For more details about MalConv, please see (and cite) the [original paper](https://arxiv.org/abs/1710.09435).

```
Raff, Edward, et al. "Malware detection by eating a whole exe." arXiv preprint arXiv:1710.09435 (2017).
```

If you use the pre-trained weights or code in your work, we also ask that you please cite [our paper](https://arxiv.org/pdf/1804.04637.pdf) for the implementation of MalConv, as it differs in a few subtle ways from the original.

```
H. Anderson and P. Roth, "EMBER: An Open Dataset for Training Static PE Malware Machine Learning Models”, in ArXiv e-prints. Apr. 2018.

@ARTICLE{2018arXiv180404637A,
  author = {{Anderson}, H.~S. and {Roth}, P.},
  title = "{EMBER: An Open Dataset for Training Static PE Malware Machine Learning Models}",
  journal = {ArXiv e-prints},
  archivePrefix = "arXiv",
  eprint = {1804.04637},
  primaryClass = "cs.CR",
  keywords = {Computer Science - Cryptography and Security},
  year = 2018,
  month = apr,
  adsurl = {http://adsabs.harvard.edu/abs/2018arXiv180404637A},
}
```

## Can I use this code to train MalConv on my own dataset?
The code provided is instructional and nonfunctional.  With a few minor changes, it can be made functional.  In particular, you must provide a URL to fetch file contents by sha256 hash.

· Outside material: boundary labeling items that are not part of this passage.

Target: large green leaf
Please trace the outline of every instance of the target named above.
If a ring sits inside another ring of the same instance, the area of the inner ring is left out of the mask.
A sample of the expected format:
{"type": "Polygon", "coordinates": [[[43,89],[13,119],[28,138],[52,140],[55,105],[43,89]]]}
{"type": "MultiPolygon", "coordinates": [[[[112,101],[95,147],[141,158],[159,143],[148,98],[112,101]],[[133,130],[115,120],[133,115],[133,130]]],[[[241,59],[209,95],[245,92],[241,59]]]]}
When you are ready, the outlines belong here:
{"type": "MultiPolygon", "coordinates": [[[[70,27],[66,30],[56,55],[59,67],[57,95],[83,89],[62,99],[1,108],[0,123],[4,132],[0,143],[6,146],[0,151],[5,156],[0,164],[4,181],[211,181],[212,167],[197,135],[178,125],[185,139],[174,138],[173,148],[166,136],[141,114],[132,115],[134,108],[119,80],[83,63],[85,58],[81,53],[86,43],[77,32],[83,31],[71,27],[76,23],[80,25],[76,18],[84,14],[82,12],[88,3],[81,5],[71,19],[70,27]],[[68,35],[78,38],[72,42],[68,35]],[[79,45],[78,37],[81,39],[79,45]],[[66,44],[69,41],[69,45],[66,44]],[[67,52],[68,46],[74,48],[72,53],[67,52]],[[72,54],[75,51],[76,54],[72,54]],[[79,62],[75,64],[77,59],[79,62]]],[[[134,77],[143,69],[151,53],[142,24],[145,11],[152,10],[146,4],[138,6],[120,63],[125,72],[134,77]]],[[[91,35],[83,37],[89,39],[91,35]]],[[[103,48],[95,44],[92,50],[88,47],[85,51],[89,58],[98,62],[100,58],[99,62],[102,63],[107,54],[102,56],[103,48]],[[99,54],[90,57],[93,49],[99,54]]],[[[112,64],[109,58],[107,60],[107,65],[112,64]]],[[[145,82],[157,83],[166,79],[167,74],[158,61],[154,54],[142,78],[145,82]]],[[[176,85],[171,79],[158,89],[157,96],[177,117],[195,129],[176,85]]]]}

## How does this MalConv model differ from that of Raff et al.?
 * Our model was trained on binary files from labeled samples in the EMBER training set.
 * The original paper used `batch_size = 256` and `SGD(lr=0.01, momentum=0.9, decay=UNDISCLOSED, nesterov=True )`.  We used
 `decay=1e-3` and `batch_size=100`.
 * It is unknown whether the original paper used a special symbol for padding.
 * The paper allowed for up to 2MB malware sizes, we use 1MB because of memory limits on a commonly-used Titan X.